There’s a question of commitment in addiction treatment… I’ve gotten pretty good at reading body language. We communicate in our silences, we communicate when we shift in our seat. Through practice, I’m learning to recognize the signs of fake commitment. Feigned devotion. A quiet plan to self-destruct that brews behind, “I’ll do whatever it takes!” And for those folks, a thick unwillingness hangs around… waiting patiently, like a sleepy spider.
(Hint: They teach you how to identify “level of commitment” in therapist school, but the trick is to unselfishly pay attention.)
Commitment is a big word in addiction treatment. But what does it mean to commit to sobriety? Commit to The Program? How do I know when I’ve actually surrendered, and am not just going through the motions?
And when is someone ready to commit? How does a committed person behave? Do I really need to commit?

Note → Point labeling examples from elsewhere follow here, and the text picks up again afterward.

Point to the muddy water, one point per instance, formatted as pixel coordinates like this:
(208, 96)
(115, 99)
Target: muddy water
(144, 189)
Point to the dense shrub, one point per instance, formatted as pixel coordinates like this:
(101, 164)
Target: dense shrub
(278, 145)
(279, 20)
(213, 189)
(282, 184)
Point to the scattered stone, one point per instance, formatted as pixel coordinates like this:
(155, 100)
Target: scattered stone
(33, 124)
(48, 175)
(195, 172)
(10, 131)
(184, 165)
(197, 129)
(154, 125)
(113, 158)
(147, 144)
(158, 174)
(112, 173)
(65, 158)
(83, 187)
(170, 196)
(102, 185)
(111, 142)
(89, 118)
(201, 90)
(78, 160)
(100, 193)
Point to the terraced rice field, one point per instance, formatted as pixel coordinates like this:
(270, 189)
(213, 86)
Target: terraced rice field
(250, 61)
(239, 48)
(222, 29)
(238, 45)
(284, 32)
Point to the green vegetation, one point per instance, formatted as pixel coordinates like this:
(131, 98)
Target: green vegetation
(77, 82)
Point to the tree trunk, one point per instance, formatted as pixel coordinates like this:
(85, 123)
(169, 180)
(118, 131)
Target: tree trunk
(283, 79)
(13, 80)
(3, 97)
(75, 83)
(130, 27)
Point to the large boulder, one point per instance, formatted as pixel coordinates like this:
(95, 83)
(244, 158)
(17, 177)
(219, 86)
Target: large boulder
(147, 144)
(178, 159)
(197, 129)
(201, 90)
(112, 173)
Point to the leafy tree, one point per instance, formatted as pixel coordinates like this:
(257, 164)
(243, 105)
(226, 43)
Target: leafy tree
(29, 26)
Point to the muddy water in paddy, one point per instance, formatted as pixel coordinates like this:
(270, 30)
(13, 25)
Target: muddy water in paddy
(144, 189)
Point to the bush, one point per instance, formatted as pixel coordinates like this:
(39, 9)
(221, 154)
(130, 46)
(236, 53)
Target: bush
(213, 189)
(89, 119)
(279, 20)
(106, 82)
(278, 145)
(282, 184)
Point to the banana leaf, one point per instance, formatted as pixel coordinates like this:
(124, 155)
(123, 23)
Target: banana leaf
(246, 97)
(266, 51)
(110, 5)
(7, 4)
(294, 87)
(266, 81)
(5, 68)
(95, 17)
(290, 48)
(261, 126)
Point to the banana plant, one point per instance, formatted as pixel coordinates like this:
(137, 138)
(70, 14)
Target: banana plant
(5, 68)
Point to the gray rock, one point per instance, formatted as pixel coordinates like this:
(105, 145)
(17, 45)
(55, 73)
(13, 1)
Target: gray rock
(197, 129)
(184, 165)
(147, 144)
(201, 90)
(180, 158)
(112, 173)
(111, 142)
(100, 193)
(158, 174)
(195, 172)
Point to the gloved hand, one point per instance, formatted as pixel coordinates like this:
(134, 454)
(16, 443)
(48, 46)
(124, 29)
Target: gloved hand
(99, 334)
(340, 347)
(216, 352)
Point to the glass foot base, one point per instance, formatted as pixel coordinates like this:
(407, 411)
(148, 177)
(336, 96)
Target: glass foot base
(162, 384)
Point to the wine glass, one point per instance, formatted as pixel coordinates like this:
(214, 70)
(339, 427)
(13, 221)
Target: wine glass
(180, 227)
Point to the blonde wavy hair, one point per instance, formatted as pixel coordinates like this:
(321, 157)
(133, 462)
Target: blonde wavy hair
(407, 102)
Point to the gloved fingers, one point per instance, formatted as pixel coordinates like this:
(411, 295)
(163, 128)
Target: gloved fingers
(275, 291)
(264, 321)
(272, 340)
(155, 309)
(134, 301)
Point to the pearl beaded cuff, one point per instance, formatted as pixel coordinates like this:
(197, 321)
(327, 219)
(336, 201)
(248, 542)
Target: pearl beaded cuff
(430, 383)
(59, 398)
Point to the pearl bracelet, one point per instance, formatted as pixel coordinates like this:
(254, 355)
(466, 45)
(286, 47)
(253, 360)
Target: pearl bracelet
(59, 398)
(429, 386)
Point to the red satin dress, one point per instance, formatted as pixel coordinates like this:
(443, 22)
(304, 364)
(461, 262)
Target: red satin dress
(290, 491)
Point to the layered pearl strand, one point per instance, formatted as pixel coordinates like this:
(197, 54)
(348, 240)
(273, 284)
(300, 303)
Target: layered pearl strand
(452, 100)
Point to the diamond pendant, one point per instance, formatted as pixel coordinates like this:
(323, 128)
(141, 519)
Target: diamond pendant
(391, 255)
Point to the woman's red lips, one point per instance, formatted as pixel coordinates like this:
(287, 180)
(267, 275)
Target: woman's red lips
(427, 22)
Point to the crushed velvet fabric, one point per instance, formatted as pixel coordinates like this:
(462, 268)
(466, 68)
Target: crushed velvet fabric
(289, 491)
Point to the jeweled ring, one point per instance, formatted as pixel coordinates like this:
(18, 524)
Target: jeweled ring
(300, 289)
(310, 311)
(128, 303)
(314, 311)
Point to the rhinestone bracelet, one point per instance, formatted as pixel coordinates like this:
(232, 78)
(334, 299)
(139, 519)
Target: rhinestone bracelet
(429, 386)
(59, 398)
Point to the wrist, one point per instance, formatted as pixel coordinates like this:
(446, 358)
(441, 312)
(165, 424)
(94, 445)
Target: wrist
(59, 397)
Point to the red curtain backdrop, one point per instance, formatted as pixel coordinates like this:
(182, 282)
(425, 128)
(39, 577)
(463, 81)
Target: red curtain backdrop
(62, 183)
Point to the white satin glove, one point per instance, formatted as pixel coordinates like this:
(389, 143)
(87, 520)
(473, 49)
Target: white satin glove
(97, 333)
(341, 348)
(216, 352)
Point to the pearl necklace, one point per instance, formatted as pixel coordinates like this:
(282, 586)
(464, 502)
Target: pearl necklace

Or can I sit on the fence… dip my toe… try sobriety for an afternoon, a week… and walk away. Comforting myself, “I came I saw I conquered, man. I learned what I needed.” Or the classic, “This isn’t me. Other people, certainly. But not me.”
The Role of Choice
Some days we wake up exhausted. We don’t have any interest in trying, in putting in the work. On days like this, I’ve heard clients say, “I may not feel like it, but I choose to be sober today.” Because there are times when we’re tired of it all. When we’re so overloaded by work and distractions and everyone else’s baloney that crawling from bed to shower is as much as we can handle. On days like this, we make a choice.
When I was 8, I was in love with Jonathan Taylor Thomas. And there was a movie where his love interest said, “Loving you is a choice I make every day.” That sounded absurd, as a kid. That will never be me, I thought. I’ll never have to “make a choice” to love Jonathan Taylor Thomas, because I would never want it any other way. Isn’t that what love means? What could be easier than staying in love?
Loving you is a choice I make every day.
As an adult and a partner several times over, I see why Jonathan Taylor Thomas’ love interest may have said something like that. There are days when I don’t want anything to do with my love interest. I don’t want their worries, their judgement, their incredible annoyances. (Why do you pronounce that word like that?! It makes you sound like you don’t know what it means!!) But I choose to love them regardless. I choose to reframe, and I choose how I react. Because I’ve made a commitment to this person and my sunny days far outweigh the rainy ones.
I may not feel like it, but I choose to be sober today.
We make a commitment in recovery. A commitment to ourselves, to our loved ones, to our higher power. And on the days sobriety doesn’t appeal to us, it’s still our responsibility to uphold it. We make the choice to honor our commitment.
And we’re familiar with commitment, as addicts. Because what is more of a commitment than our commitment to a substance? Addiction is time consuming. It drains our energy, our bank account… it robs us of meaningful relationships and work. So, haven’t we already made a commitment?
Is it that radical a shift, to commit to sobriety?